La récession actuelle est la plus longue jamais connue par l'Italie depuis la fin de la Seconde Guerre mondiale. D'après les dernières estimations de l'office italien des statistiques, le ralentissement de la croissance sera même plus important que prévu. Le produit intérieur brut va reculer cette année de plus de 2%, 2,1%.
C'est la correction la plus pessimiste à ce jour. Un dixième d'écart en point de croissance, ça n'a l'air de rien, mais c'est ce qui fait basculer ce pays dans un déficit public supérieur à 3% alors qu'il a fait une vraie purge pour le ramener dès 2012 en dessous du seuil sacré fixé par Bruxelles.
L'idée de sortir des clous est insupportable pour le ministre de l'Économie. Il menace de démissionner si l'engagement à la rigueur budgétaire devait être remis en cause. Une nouvelle crise politique en vue ? Il ne manquerait plus que ça pour plomber l'économie. L'instabilité gouvernementale générée par les coalitions disparates, c'est le drame du gouvernement Letta qui doit donc mener de front deux priorités inconciliables: tenir le budget tout en relançant la croissance.
Pour respecter son engagement, l'Italie doit trouver 2 milliards d'euros
C'est-à-dire solliciter une nouvelle fois les contribuables. Une raison de plus de les dissuader de consommer. La dépense est en berne, en baisse de 3%, tandis que l'épargne atteint à nouveau des sommets. En clair les Italiens sont pétrifiés, par la peur du chômage, la peur des impôts.
La relance ne passera donc pas la demande intérieure.

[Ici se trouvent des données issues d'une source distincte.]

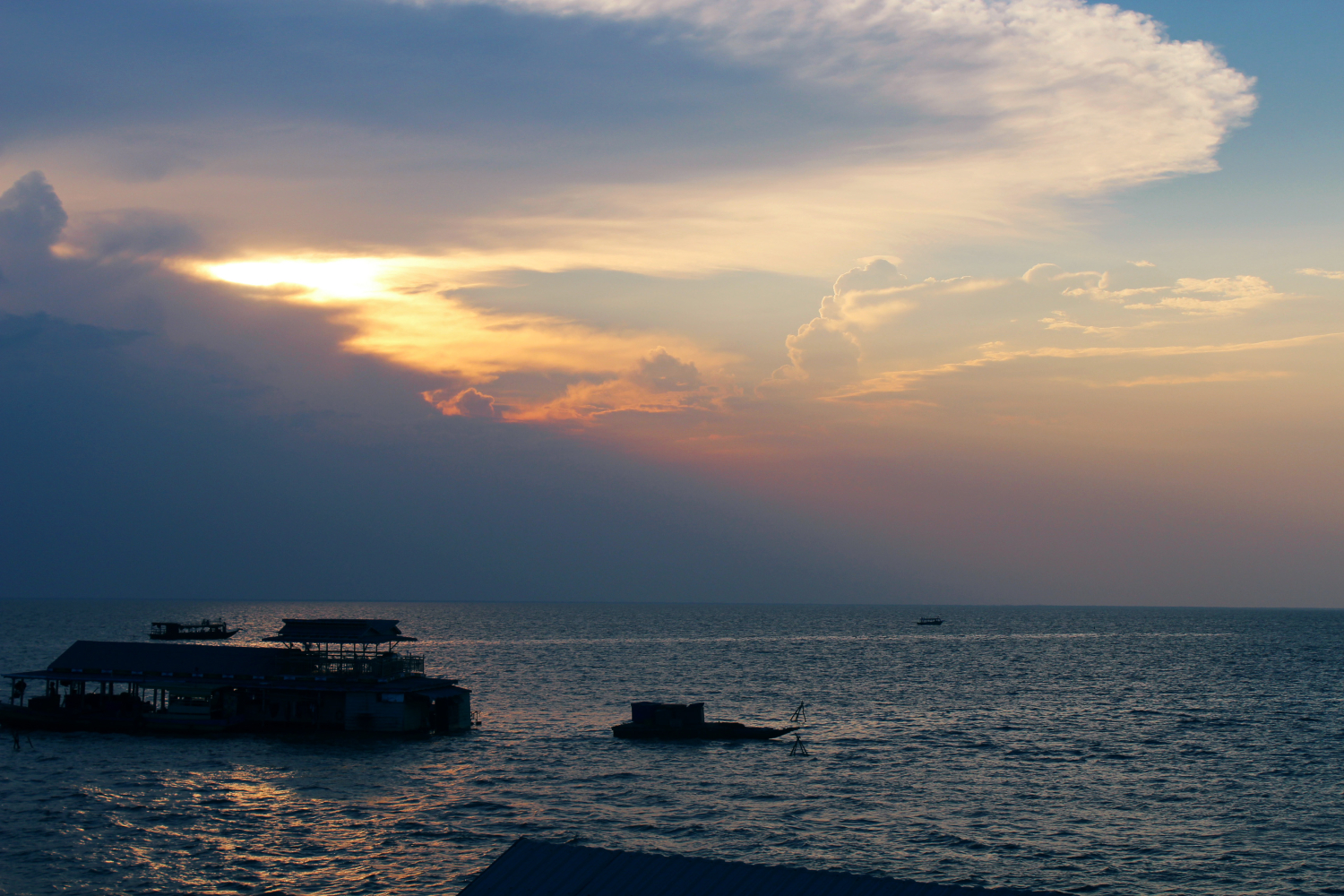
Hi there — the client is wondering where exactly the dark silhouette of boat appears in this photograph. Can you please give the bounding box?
[612,702,798,740]
[0,619,478,735]
[150,619,238,641]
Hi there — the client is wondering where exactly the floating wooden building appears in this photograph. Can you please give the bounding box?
[0,619,472,732]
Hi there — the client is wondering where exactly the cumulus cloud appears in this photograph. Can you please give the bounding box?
[424,387,502,419]
[633,345,701,392]
[0,170,69,253]
[1116,275,1292,314]
[0,0,1255,275]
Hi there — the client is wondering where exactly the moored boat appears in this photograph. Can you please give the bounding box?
[0,619,476,734]
[150,619,238,641]
[612,702,798,740]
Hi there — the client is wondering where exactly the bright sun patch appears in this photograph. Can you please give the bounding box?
[204,258,389,301]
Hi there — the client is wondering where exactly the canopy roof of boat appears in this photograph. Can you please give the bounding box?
[263,619,416,645]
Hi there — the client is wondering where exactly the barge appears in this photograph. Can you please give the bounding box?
[0,619,473,734]
[150,619,238,641]
[612,702,798,740]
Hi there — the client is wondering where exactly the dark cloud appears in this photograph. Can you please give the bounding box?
[69,208,206,258]
[0,178,914,600]
[0,0,882,171]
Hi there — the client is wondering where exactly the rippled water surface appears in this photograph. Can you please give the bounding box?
[0,602,1344,896]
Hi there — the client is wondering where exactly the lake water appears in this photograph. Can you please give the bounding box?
[0,600,1344,896]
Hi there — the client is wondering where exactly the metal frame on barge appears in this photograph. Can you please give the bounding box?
[0,619,472,734]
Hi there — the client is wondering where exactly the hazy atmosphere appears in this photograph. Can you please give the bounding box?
[0,0,1344,607]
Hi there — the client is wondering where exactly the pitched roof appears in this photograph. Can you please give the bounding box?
[263,619,416,643]
[459,837,1064,896]
[47,641,293,676]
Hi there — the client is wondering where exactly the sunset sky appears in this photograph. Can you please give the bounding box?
[0,0,1344,607]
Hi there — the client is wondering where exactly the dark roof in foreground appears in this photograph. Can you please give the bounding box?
[460,837,1062,896]
[4,641,468,697]
[47,641,293,676]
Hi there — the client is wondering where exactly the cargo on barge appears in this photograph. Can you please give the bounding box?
[612,700,798,740]
[0,619,472,734]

Dans l'immédiat, le salut de l'Italie ne peut venir que de l'extérieur d'après Céline Antonin, économiste de l'OFCE spécialiste de l’Italie. De ses principaux partenaires commerciaux, ses voisins. Grâce à la reprise encore timide en France, mais très sensible en Allemagne, l'Italie peut espérer doper ses exportations. Ce qui induirait la relance des investissements et donc enfin la croissance.
La puissance exportatrice de l'Italie, c'est un atout de la botte
L'Italie peut se targuer d'avoir une balance commerciale excédentaire. Mais cette belle vitrine est trompeuse. En Vénétie, rebaptisée la troisième Italie, par opposition au sud déshérité et au nord industriel, on trouve effectivement les petites et moyennes entreprises très fortes sur des secteurs de niche, elles n'ont donc pas peur de la concurrence.
En revanche c'est plus compliqué pour les secteurs fortement consommateurs de main d'oeuvre, de moins en moins compétitifs. Alors que l'Espagne fait de la déflation salariale depuis deux ans, que l'Allemagne comprime les salaires, l'Italie a laissé les coûts salariaux s'envoler et sa bureaucratie enkyster la dynamique des entreprises. Quant au montant investi en recherche investissement, c’est presque deux fois moins bien que la moyenne européenne.
Et cela ne date pas d'hier. Selon un rapport sur l’industrie dans les 28 pays membres de l'Union européenne publié aujourd'hui à Bruxelles, l'Italie n'est plus dans le peloton de tête où l’on trouve la France et l’Allemagne et des pays scandinaves, mais dans le groupe intermédiaire des pays en difficulté comme le Portugal, la Grèce ou la Slovénie.
Pas très rassurant pour la troisième économie de la zone euro. Corriger ces faiblesses structurelles, c'est le grand chantier que Rome doit maintenant ouvrir pour retrouver le chemin de la croissance.